31 Aug Cyber security trends and patterns in 2022. The effects on businesses and governmental organisations.
2022 Cyber security Trends and Patterns
Cyber security continues to be a hot topic on the global business landscape and a key focus area for business leaders, irrespective of their area of specialisation. In general, a boost in the digital defence budgets and activities has been seen in 2022 so far. The adoption of a zero trust model seems to be the order of the day.
Spike in Ransomware
Ransomware, undoubtedly, is still one of the top cybersecurity trends. Lately a 150% increase in ransomware attacks was estimated by the EU Agency for Cyber security. Ransomware usually paralyses organisations since they are left victim, unable to access sensitive data in their own systems. Ransom funds (usually in crypto) are asked for in exchange for keys that can unfreeze the files held at ransom.
These attacks end up costing an arm and a leg, in interruptions to day-to-day operations, reputational damage and lost work and in certain cases vital data. In addition, malicious actors usually operate secondary monetisation channels, selling stolen data via the dark web.
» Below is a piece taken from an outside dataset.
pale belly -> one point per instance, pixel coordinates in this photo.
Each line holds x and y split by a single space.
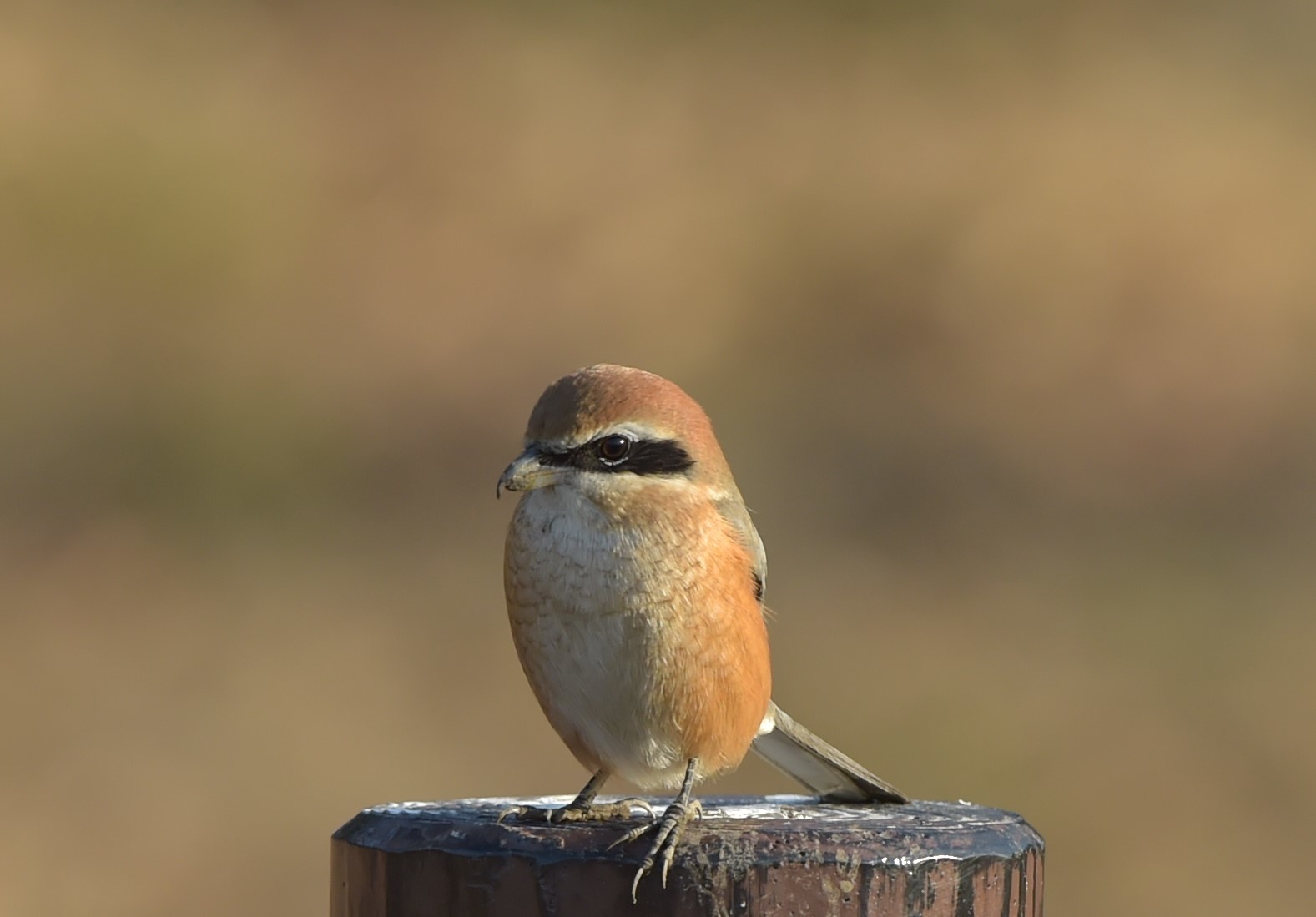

A trend which picked up momentum in the first months of this year, is the launch and increased use of Ransomware as a Service (aka RaaS). Malware scripts and creations are ‘rented out’ through the RaaS platforms, making it relatively easier for attackers to carry out ransomware attacks. This RaaS business model has had a multiplier effect on the number of launched ransomware attacks.
RaaS flourished in 2022, because of its lucrative nature and the difficulty encountered by authorities to clamp down and prosecute these platforms’ operators.
Supply Chain focused attacks are on the rise
Supply chains are crucial for the successful operation of an organisation. Knowing the importance of this business element, attackers are targeting software supply chains, resulting in huge business disruptions that have a domino effect on so many parts of the organisation and players in the market.
In a recent study conducted by a leading cyber security company based in Texas, USA, a staggering 80% of IT professionals believe that supply chain attacks are the biggest existing cyberthreat. So it is not surprising that supply chain attacks are constantly placed among the key trends affecting world-wide cyber security. An example of this, which dominated news portals a few months ago, was the Solar Winds breach, whereby Russia-based hackers compromised software systems (injecting malicious code to them) affecting thousands of organisations including the US government.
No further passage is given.